Researchers propose that video games be used as a complement to physiotherapy treatments to help improve the mobility of patients who have experienced ischemic strokes.
In their study, published in the PNAS Journal, researchers from Basque Center on Cognition, Brain and Language (BCBL) in San Sebastian and the London Imperial College analyzed the architecture of brain injuries in stroke patients.
They propose a new therapeutic pathway that complements the physical treatments received by these patients with therapies to overcome attention deficit disorders, such as working with video games.
“Patients with brain injuries in attention control areas also suffer motility control problems, even when the movement required by the task is very simple,” says BCBL researcher David Soto, in a media release from FECYT – Spanish Foundation for Science and Technology.
The team explored the extent and location of brain injuries in 167 stroke patients for more than 3 years.
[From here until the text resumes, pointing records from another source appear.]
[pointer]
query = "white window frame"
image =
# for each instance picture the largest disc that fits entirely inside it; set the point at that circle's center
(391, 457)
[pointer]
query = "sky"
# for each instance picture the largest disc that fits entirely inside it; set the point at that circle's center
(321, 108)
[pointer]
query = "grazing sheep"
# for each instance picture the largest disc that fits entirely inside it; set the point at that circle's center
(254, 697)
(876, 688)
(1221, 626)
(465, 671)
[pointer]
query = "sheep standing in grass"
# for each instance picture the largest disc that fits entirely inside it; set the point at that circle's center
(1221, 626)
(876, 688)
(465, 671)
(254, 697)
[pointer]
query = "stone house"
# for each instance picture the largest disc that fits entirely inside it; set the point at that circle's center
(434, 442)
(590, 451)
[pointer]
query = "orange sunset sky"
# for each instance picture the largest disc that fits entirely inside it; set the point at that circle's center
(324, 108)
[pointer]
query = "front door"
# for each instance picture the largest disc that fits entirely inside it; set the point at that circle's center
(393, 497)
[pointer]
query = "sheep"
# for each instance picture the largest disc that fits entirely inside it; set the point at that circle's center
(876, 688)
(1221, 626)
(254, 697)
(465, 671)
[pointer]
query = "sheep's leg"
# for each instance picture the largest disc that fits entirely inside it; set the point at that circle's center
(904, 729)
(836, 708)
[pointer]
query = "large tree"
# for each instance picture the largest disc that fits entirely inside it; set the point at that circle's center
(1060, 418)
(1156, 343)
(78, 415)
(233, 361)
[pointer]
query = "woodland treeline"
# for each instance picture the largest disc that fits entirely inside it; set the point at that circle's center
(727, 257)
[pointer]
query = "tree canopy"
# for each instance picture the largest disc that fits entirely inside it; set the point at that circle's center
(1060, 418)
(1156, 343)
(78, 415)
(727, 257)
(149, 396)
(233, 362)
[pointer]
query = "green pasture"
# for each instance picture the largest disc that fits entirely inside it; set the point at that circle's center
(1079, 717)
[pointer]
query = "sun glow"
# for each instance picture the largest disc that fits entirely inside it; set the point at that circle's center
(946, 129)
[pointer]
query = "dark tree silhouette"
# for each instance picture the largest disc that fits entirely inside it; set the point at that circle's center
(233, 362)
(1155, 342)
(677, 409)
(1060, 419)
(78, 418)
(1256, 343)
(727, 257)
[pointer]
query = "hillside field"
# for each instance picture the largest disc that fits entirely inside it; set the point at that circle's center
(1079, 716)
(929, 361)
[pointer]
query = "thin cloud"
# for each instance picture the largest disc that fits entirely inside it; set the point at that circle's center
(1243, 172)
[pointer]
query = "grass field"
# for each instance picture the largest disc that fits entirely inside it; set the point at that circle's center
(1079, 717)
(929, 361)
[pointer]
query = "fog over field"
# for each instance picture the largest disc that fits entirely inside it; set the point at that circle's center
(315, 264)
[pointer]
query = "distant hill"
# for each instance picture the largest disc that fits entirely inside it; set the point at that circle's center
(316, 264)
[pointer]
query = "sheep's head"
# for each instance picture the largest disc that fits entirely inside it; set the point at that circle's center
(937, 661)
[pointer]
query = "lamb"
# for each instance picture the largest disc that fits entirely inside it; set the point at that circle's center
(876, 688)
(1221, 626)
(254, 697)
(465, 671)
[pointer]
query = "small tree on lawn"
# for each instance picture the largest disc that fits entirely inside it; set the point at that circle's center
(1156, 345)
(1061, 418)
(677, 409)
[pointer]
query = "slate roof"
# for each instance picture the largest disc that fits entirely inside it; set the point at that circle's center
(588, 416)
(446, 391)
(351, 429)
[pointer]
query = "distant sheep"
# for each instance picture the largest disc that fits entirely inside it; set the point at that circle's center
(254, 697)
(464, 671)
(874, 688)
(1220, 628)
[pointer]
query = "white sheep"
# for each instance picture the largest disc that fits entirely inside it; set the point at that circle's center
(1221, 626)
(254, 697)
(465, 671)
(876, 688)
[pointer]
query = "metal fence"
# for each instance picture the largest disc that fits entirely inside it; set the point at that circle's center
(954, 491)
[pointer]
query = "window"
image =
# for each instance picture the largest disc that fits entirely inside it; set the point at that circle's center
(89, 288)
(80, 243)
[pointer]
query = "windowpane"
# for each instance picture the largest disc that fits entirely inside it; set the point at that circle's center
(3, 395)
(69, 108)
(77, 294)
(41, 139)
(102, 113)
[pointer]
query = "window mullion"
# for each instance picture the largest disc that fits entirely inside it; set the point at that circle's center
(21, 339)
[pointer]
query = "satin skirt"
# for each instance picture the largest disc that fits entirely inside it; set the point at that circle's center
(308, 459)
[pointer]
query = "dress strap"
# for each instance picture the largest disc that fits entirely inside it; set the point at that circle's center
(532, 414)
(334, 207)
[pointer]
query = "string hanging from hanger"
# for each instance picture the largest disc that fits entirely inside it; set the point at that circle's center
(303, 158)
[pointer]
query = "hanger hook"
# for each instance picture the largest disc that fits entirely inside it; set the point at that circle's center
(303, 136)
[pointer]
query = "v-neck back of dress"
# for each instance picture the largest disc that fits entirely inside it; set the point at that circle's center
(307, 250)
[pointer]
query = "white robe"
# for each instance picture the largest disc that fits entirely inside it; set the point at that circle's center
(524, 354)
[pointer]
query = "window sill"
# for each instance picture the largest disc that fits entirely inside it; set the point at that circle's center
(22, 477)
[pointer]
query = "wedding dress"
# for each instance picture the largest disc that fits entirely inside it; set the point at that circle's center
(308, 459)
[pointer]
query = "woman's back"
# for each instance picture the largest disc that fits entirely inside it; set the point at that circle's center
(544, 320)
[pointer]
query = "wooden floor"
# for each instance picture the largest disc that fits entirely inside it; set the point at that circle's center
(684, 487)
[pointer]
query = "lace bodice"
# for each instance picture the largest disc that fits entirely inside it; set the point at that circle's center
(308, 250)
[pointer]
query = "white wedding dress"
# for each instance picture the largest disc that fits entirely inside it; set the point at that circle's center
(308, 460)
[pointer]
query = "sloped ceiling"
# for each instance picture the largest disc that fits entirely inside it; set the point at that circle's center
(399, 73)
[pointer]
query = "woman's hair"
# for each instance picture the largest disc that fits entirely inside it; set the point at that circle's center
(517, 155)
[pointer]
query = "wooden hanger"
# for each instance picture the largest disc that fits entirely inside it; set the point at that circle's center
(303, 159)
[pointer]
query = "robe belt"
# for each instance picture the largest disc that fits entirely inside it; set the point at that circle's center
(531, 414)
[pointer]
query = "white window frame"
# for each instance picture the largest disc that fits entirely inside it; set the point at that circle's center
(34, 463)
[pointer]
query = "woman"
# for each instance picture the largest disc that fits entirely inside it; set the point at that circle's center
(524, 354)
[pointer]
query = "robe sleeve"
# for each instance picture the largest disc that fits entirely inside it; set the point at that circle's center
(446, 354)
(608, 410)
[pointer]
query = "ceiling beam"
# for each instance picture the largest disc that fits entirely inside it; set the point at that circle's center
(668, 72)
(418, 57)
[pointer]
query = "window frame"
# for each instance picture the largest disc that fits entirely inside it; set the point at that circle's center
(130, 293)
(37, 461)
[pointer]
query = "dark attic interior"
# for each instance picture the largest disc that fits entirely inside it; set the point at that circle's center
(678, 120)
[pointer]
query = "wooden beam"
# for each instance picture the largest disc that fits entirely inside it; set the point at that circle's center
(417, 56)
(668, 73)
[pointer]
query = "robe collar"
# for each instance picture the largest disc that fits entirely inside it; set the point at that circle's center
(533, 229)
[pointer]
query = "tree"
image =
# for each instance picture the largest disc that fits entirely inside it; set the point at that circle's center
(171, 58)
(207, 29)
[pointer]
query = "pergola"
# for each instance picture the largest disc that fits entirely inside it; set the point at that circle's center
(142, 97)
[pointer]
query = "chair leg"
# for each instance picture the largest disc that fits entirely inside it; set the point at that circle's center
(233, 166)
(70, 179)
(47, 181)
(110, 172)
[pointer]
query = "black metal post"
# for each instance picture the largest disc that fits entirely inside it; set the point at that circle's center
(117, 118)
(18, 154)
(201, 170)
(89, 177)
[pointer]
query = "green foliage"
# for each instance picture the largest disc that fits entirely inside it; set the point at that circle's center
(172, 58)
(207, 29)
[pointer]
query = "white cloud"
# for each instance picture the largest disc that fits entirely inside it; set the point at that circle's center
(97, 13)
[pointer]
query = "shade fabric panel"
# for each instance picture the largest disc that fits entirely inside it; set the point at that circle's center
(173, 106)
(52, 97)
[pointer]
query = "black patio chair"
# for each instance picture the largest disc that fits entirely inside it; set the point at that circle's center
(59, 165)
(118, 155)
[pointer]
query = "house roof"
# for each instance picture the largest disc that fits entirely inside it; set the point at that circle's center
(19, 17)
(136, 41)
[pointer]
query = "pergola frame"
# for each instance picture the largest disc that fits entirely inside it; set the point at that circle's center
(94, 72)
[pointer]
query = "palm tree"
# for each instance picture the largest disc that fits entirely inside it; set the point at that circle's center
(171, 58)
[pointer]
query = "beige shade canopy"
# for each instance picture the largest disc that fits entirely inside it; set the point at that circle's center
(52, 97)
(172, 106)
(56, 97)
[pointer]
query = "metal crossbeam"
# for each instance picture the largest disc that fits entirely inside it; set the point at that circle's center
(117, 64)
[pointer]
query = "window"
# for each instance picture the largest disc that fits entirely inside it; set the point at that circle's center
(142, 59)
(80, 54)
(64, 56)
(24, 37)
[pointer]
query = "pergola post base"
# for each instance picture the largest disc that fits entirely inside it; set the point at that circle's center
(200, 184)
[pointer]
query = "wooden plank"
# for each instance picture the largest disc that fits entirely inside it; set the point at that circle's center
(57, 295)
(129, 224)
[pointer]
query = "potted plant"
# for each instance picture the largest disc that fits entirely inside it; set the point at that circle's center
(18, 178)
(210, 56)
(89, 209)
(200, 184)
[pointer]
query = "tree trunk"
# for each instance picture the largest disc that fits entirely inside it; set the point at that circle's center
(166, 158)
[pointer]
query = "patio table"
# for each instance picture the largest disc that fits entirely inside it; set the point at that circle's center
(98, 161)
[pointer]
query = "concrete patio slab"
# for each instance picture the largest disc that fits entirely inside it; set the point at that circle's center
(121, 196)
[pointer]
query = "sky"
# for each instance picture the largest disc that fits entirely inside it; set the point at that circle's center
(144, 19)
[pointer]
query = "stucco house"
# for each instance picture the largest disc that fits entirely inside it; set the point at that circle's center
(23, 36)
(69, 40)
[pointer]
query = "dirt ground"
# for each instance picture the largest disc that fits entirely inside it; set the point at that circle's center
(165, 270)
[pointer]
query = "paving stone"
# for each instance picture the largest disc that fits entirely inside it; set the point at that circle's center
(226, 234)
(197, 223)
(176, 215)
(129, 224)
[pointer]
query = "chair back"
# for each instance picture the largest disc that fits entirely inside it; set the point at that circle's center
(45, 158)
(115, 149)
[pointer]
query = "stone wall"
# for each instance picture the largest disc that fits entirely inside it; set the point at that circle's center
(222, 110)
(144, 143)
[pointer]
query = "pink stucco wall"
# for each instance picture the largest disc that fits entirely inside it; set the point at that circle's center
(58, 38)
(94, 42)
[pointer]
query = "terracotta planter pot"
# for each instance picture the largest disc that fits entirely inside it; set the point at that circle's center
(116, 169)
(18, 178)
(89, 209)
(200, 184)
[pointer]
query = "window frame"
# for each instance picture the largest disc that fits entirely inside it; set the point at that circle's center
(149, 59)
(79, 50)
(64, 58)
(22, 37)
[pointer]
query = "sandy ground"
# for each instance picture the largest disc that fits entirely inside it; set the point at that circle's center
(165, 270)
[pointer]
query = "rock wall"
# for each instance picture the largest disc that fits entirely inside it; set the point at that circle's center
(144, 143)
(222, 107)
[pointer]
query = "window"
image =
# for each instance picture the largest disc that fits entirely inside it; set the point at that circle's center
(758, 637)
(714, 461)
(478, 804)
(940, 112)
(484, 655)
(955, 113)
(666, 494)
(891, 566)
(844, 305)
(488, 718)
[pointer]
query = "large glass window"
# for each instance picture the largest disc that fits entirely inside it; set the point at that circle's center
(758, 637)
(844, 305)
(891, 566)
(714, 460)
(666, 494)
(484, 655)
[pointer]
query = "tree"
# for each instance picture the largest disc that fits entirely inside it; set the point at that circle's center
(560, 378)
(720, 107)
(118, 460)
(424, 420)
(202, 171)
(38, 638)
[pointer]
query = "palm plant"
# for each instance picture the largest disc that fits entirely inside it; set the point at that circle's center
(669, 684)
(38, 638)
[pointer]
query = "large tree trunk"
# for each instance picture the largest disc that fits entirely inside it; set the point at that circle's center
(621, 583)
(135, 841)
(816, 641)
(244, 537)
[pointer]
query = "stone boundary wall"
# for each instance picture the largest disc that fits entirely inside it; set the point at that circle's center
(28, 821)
Through a “mapping” performed with magnetic resonance, they identified the affected part and the type and size of the lesion, and analyzed the connectivity between the different areas of the brain.
Next, they subjected the patients to various motor tasks, some very simple, such as grabbing an object with force. After the tests, the researchers found that these tasks were “impaired” in those patients who had injuries in the area of the brain “involved” in attention, the release explains.
Soto notes that before this study was conducted it was thought that the control of movement and the attention control aspect were “different systems” with little relation to each other, and that the treatments enabled for the patients with cognitive injuries could not serve for those who had mobility problems. However, their research appears to suggest otherwise.
“We have to know first how our brain controls and moves to design effective therapeutic tools for stroke patients and specific therapies for each individual depending on where the injury has occurred,” he concludes.
To confirm these results, the next step will be to establish a clinical trial with patients suffering motor skills disorders due to a stroke and divide them into two groups: one of them undergoing physiotherapy treatment and the other with complementary cognitive training, per the release.
[Source(s): FECYT – Spanish Foundation for Science and Technology, Science Daily]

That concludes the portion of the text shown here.